Yelling at the Sky

Dirani Station
0.15 light-orbits from Anniax (Imperial Core)

Beneath the heavy lead-perfused sapphiroid of the observation gallery, the opposite side of the station twisted, or rather the view of it did. The other galleries, the enormous magnetic coils that dominated the space at the station’s center, heat exchangers, feeder-stabilizers, and all kinds of equipment gantries wavered around the edges, as if in a heat haze, while in the center, the distortion was the product of a supra-fisheye lens, or particular exotic pharmaceuticals.

Galen Larynath blinked, rubbed his eyes, and tore his gaze away from the madness beneath his feet. “I’ll take your word that it’s in there.”

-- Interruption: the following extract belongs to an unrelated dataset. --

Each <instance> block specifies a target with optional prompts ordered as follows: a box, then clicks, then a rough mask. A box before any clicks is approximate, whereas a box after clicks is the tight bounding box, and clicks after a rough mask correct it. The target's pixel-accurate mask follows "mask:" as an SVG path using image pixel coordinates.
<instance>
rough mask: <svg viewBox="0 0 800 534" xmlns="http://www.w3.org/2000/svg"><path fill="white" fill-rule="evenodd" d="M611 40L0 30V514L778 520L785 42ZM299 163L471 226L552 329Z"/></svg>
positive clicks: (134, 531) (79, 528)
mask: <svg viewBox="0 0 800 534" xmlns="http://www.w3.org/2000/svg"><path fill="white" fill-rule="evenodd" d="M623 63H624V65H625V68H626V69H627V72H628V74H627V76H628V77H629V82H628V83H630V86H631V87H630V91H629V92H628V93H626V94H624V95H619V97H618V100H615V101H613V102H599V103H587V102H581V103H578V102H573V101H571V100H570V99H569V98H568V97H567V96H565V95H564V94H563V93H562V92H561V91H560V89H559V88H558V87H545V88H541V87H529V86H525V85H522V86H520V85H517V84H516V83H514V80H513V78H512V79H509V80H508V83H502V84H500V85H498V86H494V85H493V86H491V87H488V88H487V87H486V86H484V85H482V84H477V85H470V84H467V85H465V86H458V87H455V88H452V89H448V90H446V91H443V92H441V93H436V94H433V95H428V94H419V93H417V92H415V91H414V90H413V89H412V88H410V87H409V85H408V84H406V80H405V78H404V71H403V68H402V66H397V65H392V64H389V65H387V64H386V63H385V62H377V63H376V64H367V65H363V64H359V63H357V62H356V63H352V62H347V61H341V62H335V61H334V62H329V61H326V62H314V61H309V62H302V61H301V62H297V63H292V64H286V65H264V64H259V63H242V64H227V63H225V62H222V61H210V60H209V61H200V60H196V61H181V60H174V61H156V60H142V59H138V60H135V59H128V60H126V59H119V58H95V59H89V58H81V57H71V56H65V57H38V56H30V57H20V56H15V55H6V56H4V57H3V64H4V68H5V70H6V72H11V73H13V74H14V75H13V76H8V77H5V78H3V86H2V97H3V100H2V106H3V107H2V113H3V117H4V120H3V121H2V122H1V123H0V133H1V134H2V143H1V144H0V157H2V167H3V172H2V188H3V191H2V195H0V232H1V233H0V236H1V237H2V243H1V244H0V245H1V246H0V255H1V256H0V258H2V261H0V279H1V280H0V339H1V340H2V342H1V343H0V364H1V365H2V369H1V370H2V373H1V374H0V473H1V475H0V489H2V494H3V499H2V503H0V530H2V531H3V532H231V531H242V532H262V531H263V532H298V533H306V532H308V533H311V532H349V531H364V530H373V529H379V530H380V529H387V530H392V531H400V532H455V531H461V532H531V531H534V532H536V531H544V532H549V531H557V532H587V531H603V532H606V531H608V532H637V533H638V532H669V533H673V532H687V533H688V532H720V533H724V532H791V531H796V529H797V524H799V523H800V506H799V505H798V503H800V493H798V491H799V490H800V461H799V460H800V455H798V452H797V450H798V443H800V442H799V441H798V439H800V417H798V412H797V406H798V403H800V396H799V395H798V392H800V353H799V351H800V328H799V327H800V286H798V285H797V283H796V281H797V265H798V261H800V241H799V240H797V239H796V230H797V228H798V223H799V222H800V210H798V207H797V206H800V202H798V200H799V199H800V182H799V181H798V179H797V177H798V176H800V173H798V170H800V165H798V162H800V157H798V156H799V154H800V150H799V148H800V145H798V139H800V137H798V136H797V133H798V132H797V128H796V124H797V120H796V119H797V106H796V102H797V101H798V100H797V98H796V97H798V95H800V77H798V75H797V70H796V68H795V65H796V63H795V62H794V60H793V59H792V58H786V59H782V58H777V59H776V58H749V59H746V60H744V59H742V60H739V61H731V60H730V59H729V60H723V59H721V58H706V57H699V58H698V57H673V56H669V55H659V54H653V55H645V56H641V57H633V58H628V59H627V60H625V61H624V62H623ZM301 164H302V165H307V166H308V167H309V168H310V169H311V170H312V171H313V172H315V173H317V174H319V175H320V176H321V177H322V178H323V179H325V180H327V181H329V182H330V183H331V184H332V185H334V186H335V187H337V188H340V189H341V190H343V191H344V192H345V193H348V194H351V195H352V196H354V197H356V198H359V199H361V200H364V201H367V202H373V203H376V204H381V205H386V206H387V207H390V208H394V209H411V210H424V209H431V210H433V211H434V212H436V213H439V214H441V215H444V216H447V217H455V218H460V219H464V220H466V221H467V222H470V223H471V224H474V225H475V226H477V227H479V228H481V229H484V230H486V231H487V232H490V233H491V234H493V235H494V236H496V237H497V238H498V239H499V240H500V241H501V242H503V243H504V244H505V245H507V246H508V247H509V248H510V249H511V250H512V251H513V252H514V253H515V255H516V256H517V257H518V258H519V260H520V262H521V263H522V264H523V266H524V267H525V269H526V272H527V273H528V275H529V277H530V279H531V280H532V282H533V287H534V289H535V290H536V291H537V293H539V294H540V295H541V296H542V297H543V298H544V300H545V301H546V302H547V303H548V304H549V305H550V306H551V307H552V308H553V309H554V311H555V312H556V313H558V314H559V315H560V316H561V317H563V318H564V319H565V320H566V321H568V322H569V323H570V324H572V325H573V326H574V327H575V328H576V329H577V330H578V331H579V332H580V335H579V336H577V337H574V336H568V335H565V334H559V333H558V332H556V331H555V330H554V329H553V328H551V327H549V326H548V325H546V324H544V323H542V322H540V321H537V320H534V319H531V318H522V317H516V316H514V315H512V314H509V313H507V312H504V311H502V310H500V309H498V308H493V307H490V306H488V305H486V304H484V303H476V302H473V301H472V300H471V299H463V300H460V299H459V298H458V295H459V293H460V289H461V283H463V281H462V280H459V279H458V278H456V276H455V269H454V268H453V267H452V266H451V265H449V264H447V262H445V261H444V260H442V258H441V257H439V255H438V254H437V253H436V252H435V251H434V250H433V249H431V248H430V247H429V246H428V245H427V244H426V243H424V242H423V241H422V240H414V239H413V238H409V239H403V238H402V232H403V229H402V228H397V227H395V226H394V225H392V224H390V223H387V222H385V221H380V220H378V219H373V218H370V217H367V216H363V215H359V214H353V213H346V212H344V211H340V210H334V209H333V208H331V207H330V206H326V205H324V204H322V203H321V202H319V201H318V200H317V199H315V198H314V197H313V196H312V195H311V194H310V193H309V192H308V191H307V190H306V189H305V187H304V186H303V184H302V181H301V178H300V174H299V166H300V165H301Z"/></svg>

“Oh, it is. It’s not much bigger than an esteyn-piece itself, though, so you’d need better eyes than ours to see it from up here. We just get,” his companion shrugged, “the lensing.”

“That is a ridiculously big kernel.”

“The largest ever built. Planetary mass. But if you want to be heard across a galaxy, you need a big speaker.”

“What are you planning on sending?”

“The usual unknown-hailing protocols: hydrogen-frequency timing pulses, some simple mathematical representations, then sequence-chained Contact language, one through eleven, and an ident-and-response burst, then repeat twice more. The data transfer rate’s everything you’d expect from throwing a kernel this big around – we’ll consider it astonishing if we can get a Kb/sec out of it – so that’s all we have planned for Phase I. By the time we’re done with that, there’ll be plenty of better ideas to choose from.”

“I have some other thoughts you might want to consider.”

“Ah?”

“My branch has been working on analysis of some of the data we’ve been picking up on the Super-Size Synthetic Aperture. We’ve been sitting on some targeted signals and possible responses that would seem worthwhile if we had had a transmitter big enough – which we don’t, EM-side, unless we knew that they had a triple-SA and would have it pointed the right way at the right moment. You, on the other hand –”

“Interesting. Let’s discuss it over in my office. The engineers have a test sequence to fire up, and we don’t want to be standing on this station when the jigglers go live.”